The Debt Management Office (DMO) has disclosed that the debt stock to Gross Domestic Product (GDP) of Nigeria reduced to 18.99 percent as at June 30, 2019 from 19.09 percent as at December 31, 2018.

The agency made this disclosure while rolling out the Medium–Term External Borrowing Plan of the federal government, which is meant to stimulating economic growth, diversify the economy and bring about investments in human capital.

In the plan, the debt office emphasised that the present level of Nigeria’s debt to GDP ratio was very low when compared with many advanced nations like the United States of America (USA).

However, it stressed that where the problem lies for the Africa’s largest economy is its debt service to revenue ratio, which the DMO said was high at 57 percent in 2017 and 51 percent in 2018.

This was attributed to the increase in the debt stock and relatively high domestic interest rates, noting that it was for this reason government has decided to borrow externally through the $30 billion loan is seeks approval for from the National Assembly.

“Nigeria has a ceiling of 25 percent on the total public debt stock to GDP, which it has operated within,” the debt office said in the plan viewed by Business Post, adding that the debt service/revenue ratio “provides strong justification for the current drive to increase oil and non-oil revenues significantly.”

According to the DMO, “The United States of America, United Kingdom and Canada had debt/ GDP ratios of 105 percent, 85 percent and 90 percent in 2017 which were much higher than that of Nigeria, but because they generate adequate revenues, their debt service/revenue for the same year were 12.5 percent, 7.5 percent and 7.5 percent respectively.

“The case was also similar for Brazil, South Africa, Kenya and Mexico who had higher Debt/GDP than Nigeria (74 percent, 53 percent, 57 percent and 46 percent respectively), but had lower debt service/revenue of 32.20 percent, 11.4 percent, 13.2 percent and 13.6 percent respectively.”
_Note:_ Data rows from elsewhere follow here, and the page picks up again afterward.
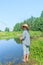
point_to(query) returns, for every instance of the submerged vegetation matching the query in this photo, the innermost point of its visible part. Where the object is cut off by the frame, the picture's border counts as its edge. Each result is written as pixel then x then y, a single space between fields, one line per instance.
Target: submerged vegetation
pixel 36 48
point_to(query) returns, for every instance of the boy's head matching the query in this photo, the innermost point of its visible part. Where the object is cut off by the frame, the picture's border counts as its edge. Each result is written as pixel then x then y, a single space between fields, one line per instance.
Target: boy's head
pixel 25 27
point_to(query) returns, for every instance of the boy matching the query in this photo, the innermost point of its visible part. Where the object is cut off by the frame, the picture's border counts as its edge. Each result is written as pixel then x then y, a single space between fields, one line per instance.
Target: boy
pixel 25 38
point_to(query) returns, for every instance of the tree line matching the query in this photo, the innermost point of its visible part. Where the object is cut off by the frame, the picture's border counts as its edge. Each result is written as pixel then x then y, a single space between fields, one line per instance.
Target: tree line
pixel 35 24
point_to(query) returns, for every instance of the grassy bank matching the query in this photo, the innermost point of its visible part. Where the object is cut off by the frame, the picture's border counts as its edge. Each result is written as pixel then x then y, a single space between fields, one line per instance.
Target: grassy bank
pixel 36 48
pixel 7 35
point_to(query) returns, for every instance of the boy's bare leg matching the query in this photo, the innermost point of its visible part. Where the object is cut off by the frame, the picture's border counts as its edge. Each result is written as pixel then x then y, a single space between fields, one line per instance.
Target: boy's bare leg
pixel 24 59
pixel 27 58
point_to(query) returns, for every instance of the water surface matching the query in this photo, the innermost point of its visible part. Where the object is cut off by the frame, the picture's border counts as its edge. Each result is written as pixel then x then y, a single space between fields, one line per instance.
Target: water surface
pixel 10 51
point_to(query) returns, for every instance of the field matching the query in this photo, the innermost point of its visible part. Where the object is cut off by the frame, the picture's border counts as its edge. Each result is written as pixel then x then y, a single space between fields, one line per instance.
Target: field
pixel 36 48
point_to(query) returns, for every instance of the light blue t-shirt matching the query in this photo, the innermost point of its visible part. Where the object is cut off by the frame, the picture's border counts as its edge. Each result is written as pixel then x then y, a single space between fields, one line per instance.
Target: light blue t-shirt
pixel 26 38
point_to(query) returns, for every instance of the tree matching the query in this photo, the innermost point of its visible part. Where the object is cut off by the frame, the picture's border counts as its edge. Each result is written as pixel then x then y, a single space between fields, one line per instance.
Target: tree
pixel 42 14
pixel 7 29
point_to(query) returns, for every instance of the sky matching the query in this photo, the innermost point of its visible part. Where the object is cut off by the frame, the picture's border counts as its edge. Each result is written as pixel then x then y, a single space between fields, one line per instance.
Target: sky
pixel 15 11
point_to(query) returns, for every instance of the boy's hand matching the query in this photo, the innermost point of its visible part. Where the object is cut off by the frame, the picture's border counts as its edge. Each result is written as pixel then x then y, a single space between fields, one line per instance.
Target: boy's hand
pixel 21 38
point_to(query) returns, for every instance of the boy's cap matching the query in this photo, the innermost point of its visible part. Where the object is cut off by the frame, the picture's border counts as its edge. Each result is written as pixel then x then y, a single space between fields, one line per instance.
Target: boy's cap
pixel 25 25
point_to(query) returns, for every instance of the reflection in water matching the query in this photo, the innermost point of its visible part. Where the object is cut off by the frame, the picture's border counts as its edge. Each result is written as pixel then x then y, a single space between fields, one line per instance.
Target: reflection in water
pixel 10 51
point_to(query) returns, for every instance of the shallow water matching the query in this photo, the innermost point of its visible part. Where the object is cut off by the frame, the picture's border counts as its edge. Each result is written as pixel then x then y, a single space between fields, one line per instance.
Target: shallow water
pixel 10 51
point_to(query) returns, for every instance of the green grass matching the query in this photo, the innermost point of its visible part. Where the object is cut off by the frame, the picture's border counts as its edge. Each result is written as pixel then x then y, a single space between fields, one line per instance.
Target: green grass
pixel 36 48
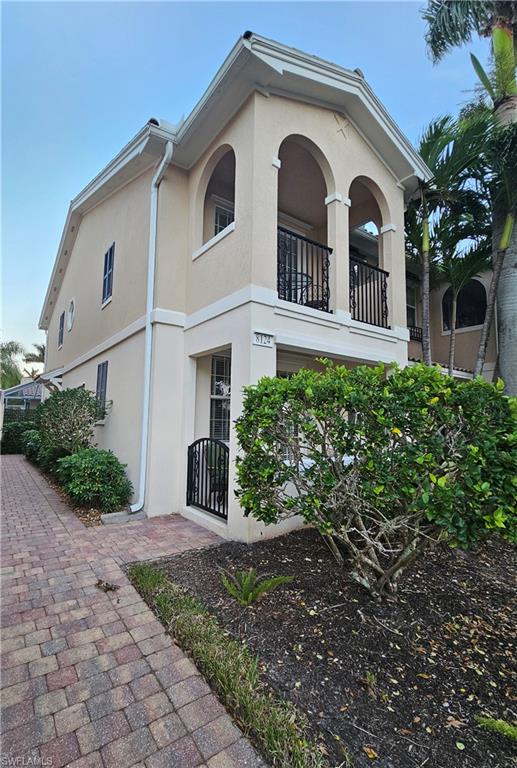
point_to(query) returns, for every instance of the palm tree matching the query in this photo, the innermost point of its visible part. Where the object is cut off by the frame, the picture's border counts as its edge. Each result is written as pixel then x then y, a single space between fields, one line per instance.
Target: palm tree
pixel 10 373
pixel 35 357
pixel 451 149
pixel 462 254
pixel 452 23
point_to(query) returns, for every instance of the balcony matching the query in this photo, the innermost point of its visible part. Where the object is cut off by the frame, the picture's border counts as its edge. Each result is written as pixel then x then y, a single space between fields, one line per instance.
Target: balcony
pixel 368 293
pixel 303 270
pixel 415 333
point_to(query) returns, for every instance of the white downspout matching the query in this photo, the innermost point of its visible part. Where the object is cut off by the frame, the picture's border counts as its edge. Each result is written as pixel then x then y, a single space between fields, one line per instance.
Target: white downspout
pixel 148 349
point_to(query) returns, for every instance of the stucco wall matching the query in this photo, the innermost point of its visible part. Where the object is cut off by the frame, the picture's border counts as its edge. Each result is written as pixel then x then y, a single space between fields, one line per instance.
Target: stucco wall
pixel 123 218
pixel 467 340
pixel 120 432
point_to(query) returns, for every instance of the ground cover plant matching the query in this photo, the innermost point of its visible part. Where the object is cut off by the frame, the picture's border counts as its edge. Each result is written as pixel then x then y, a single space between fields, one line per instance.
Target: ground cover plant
pixel 234 673
pixel 392 684
pixel 384 462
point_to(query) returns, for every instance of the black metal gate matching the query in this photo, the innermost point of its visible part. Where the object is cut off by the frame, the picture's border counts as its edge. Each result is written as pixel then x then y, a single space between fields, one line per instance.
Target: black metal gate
pixel 207 476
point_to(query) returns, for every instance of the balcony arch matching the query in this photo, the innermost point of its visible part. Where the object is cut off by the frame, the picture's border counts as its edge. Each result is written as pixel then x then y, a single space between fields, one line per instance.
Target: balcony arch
pixel 303 263
pixel 368 277
pixel 216 194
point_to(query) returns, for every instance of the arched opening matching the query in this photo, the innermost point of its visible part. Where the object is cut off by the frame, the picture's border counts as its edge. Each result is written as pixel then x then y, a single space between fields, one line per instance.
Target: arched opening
pixel 219 203
pixel 368 279
pixel 471 306
pixel 303 253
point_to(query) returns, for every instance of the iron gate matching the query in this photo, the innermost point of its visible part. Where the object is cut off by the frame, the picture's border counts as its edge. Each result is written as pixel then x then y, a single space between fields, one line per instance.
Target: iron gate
pixel 207 476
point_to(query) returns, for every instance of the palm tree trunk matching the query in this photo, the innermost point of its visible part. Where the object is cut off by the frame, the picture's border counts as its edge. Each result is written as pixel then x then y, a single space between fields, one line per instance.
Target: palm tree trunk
pixel 452 339
pixel 506 115
pixel 426 326
pixel 507 316
pixel 492 293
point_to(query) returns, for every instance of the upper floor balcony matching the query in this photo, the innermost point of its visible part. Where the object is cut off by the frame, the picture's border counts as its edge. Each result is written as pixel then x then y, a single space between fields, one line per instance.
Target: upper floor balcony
pixel 337 252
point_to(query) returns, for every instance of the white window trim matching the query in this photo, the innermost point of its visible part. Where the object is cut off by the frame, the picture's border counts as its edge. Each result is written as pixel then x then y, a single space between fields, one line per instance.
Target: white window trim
pixel 70 318
pixel 213 241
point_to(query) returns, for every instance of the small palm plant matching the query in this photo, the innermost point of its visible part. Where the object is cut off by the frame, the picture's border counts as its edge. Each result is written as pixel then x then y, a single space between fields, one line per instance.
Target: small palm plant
pixel 246 588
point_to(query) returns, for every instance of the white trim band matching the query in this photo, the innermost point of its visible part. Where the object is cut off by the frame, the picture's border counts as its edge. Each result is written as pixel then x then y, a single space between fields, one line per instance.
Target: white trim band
pixel 213 241
pixel 388 228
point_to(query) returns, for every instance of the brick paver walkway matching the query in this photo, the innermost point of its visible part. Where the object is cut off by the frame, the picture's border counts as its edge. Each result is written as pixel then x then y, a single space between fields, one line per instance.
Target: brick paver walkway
pixel 90 679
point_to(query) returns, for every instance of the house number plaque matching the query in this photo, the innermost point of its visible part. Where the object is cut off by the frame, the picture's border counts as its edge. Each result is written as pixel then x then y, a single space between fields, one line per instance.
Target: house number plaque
pixel 261 339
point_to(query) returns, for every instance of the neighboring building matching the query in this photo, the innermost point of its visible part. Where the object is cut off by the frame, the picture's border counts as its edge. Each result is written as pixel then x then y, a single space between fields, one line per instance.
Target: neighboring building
pixel 24 396
pixel 471 309
pixel 238 244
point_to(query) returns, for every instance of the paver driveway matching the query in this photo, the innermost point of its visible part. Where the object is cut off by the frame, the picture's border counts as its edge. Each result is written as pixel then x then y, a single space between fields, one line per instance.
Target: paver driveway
pixel 90 679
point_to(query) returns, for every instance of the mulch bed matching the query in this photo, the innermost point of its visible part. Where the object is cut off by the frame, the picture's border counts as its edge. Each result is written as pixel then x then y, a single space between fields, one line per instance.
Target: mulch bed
pixel 397 685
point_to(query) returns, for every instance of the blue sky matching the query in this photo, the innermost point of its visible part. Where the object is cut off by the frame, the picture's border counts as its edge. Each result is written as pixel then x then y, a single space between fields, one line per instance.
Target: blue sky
pixel 80 79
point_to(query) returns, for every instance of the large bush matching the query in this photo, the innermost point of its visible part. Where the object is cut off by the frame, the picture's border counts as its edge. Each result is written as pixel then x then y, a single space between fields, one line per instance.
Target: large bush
pixel 66 422
pixel 12 435
pixel 384 462
pixel 95 478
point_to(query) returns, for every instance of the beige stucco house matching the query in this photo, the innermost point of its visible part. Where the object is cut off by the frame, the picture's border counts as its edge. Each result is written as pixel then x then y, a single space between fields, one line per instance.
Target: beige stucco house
pixel 472 302
pixel 264 231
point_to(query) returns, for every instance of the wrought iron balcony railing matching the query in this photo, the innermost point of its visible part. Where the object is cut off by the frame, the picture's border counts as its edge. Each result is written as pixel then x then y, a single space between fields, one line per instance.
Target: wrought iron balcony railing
pixel 368 293
pixel 303 270
pixel 415 333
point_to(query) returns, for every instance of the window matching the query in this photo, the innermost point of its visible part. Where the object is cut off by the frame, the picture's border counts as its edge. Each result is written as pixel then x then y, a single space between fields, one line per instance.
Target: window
pixel 471 306
pixel 107 278
pixel 411 305
pixel 102 381
pixel 61 331
pixel 71 315
pixel 223 218
pixel 220 387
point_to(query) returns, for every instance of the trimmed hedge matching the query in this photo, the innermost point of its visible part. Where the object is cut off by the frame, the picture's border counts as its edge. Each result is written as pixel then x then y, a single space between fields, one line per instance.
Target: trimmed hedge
pixel 95 478
pixel 12 435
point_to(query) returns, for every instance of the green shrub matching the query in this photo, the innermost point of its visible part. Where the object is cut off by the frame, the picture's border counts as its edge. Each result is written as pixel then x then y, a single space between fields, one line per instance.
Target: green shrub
pixel 383 461
pixel 498 726
pixel 31 440
pixel 246 587
pixel 95 478
pixel 66 422
pixel 12 435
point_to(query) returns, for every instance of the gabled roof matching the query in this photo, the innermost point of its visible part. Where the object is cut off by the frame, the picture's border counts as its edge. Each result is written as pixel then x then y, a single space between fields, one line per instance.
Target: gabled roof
pixel 254 63
pixel 31 390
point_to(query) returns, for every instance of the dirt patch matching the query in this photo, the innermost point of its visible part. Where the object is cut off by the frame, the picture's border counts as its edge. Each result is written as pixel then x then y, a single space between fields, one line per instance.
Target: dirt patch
pixel 397 685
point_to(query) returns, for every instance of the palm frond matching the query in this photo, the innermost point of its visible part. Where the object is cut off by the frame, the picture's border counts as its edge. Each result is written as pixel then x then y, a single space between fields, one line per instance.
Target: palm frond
pixel 451 23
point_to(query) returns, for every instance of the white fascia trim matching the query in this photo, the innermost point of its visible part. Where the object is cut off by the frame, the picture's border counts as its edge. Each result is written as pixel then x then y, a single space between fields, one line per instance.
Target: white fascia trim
pixel 168 317
pixel 117 338
pixel 299 312
pixel 321 348
pixel 397 333
pixel 213 241
pixel 469 329
pixel 335 197
pixel 251 293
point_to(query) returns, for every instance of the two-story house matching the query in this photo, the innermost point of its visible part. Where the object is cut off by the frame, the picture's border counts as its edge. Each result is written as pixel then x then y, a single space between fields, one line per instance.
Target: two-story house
pixel 229 247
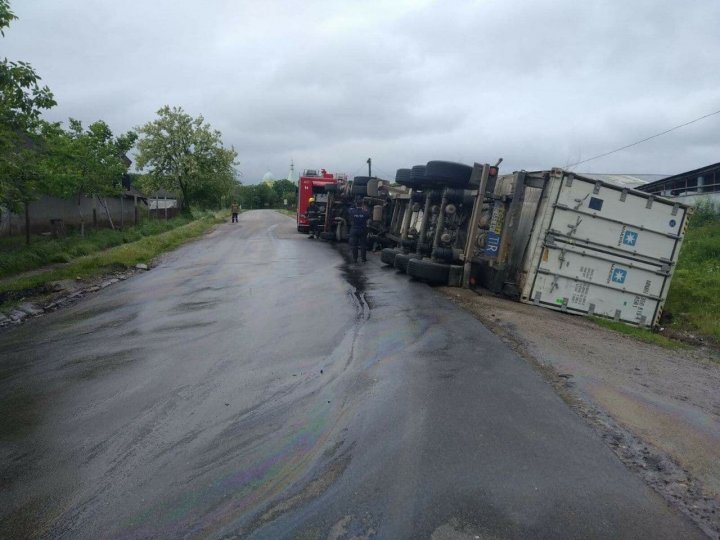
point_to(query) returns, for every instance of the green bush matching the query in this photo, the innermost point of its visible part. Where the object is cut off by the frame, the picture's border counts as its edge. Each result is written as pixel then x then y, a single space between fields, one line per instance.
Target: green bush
pixel 17 257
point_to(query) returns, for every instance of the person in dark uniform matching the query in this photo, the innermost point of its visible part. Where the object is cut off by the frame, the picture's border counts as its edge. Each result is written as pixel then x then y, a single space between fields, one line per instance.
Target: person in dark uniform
pixel 359 217
pixel 313 215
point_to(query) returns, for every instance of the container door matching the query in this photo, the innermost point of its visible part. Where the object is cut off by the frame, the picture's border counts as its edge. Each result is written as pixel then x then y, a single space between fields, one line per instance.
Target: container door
pixel 608 251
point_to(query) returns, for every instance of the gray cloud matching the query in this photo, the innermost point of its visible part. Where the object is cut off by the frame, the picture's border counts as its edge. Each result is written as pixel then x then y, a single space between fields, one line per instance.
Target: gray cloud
pixel 330 83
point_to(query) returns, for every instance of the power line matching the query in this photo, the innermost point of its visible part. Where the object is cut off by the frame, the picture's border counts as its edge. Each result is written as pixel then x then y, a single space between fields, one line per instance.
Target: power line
pixel 644 140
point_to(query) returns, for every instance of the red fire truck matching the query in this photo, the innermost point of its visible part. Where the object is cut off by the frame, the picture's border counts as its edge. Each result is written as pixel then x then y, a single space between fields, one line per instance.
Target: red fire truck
pixel 312 184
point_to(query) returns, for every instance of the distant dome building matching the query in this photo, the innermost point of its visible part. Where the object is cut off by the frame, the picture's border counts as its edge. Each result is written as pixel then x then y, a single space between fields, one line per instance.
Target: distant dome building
pixel 268 178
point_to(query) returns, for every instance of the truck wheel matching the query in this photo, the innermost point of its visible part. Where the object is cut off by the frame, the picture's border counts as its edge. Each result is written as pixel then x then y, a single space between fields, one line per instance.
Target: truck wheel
pixel 428 271
pixel 448 173
pixel 387 256
pixel 402 259
pixel 402 177
pixel 408 244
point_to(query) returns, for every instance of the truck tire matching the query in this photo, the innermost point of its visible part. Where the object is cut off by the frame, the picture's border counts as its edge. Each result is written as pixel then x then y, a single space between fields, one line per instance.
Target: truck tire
pixel 387 256
pixel 448 173
pixel 417 177
pixel 361 180
pixel 409 244
pixel 402 177
pixel 429 271
pixel 402 259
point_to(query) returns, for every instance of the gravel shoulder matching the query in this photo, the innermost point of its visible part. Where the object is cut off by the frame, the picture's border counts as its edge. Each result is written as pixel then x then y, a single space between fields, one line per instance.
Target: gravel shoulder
pixel 657 408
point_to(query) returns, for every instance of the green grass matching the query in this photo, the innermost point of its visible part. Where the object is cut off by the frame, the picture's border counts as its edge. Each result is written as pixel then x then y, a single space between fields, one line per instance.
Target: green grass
pixel 17 257
pixel 102 262
pixel 642 334
pixel 693 302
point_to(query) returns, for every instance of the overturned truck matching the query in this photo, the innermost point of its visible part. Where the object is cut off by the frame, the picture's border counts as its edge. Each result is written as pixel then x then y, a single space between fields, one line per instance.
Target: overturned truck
pixel 552 238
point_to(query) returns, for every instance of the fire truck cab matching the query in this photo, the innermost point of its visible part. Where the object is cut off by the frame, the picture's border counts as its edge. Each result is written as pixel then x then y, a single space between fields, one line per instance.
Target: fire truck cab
pixel 312 184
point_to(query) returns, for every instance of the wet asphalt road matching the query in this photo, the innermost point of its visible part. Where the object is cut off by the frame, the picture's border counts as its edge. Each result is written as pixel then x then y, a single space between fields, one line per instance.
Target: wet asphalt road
pixel 254 385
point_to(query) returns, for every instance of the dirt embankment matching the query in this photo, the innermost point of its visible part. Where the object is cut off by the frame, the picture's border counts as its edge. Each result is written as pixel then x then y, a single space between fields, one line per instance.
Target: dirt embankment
pixel 657 408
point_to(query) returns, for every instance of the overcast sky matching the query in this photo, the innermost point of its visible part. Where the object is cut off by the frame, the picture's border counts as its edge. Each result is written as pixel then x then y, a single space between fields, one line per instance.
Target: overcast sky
pixel 541 83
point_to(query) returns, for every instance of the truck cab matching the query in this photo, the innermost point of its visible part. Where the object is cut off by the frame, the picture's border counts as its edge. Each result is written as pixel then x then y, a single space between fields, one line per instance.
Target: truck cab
pixel 312 184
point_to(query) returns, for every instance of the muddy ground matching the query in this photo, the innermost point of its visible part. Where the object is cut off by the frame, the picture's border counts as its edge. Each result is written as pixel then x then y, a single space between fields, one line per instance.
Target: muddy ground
pixel 657 408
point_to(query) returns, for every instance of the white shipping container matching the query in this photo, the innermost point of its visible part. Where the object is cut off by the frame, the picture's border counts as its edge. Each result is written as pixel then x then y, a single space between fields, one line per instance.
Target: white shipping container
pixel 596 248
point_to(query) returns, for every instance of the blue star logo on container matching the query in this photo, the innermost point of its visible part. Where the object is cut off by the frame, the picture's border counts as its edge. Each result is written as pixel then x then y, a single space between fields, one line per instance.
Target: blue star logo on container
pixel 619 275
pixel 630 238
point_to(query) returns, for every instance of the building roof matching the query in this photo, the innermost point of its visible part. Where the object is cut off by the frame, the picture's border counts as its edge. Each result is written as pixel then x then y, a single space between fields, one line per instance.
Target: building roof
pixel 715 167
pixel 633 181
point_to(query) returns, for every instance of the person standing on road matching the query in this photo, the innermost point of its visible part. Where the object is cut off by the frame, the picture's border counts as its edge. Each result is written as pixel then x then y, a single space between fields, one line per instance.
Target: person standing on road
pixel 313 216
pixel 359 217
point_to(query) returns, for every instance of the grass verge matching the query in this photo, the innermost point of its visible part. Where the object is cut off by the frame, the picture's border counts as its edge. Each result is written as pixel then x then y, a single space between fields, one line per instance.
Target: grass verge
pixel 113 259
pixel 642 334
pixel 17 257
pixel 693 303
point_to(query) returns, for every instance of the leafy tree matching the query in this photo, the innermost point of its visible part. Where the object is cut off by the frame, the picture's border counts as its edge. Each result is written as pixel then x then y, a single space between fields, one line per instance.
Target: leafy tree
pixel 183 154
pixel 21 148
pixel 285 190
pixel 88 162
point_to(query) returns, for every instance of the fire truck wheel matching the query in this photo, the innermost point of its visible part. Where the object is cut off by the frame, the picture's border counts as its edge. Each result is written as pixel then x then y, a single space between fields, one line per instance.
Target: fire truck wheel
pixel 387 256
pixel 402 259
pixel 428 271
pixel 448 173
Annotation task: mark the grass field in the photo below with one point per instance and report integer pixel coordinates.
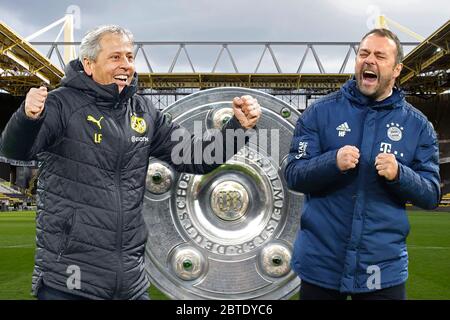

“This is clear evidence that Nigeria’s revenues are low. This is further demonstrated by Nigeria’s tax to GDP ratio of only 6 percent in 2018 compared to: Kenya-15.7 percent, Morroco-21.8 percent, Cameroon-12.2 percent and South Africa-27.5 percent, all for 2017. These, attest to the fact that Nigeria has a Revenue challenge rather than a debt problem,” the DMO added.

The debt office threw its weight behind the borrowing plan, saying it would be used to develop infrastructure in the country like roads, railways, waterways and power, which it said “will help to unleash the potentials of the Nigerian economy.”

“Other loans such as those for the educational sector will contribute to the development of Nigeria’s human capital, while loans for agriculture will be used to diversify the economy.

There will also be funding for development finance institutions to enhance access to finance for micro, small and medium scale enterprises,” the debt office further said.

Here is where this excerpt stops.